The foundational mechanism claim behind the Rejuvenator, set out in Overbeck’s 1925 book A New Electronic Theory of Life and summarized in James F. Stark’s 2014 history: that life is electrical in nature, that the body holds and circulates a ‘balance of electricity,’ and that topping up or rebalancing it with externally applied currents restores health and vitality. The directions booklet operationalized the theory by mapping electrode placements and power settings to specific complaints. It is refuted: physiology recognizes bioelectric phenomena (nerve and muscle action potentials) but not a stored, depletable whole-body ‘electrical balance’ that a battery and comb electrode could replenish, and the milliampere-scale currents the device delivered have no such effect.

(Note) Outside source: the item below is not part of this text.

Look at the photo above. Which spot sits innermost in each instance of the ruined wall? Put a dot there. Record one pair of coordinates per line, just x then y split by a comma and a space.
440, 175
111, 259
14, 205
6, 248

Classified mechanism_only: a theory of cause that was never substantiated by any measurable endpoint, and that the British investigation of the apparatus found unsupported.

Sources

  1. 'Recharge My Exhausted Batteries': Overbeck's Rejuvenator, Patenting, and Public Medical Consumers, 1924-37 — Stark, James F. "'Recharge My Exhausted Batteries': Overbeck's Rejuvenator, Patenting, and Public Medical Consumers, 1924-37." Medical History 58, no. 4 (2014): 498-518. doi:10.1017/mdh.2014.50. PMID 25284892. PMC4176268.
  2. Overbeck's rejuvenator, supreme model: directions for use — Overbeck's rejuvenator, supreme model : directions for use / manufactured and distributed by Overbeck's Rejuvenator Ltd. Grimsby: Overbeck's Rejuvenator Ltd, 1938. 28 pages : illustrations ; 20 cm. Wellcome Collection, work eyw4gamr (b3346411x). Public Domain Mark.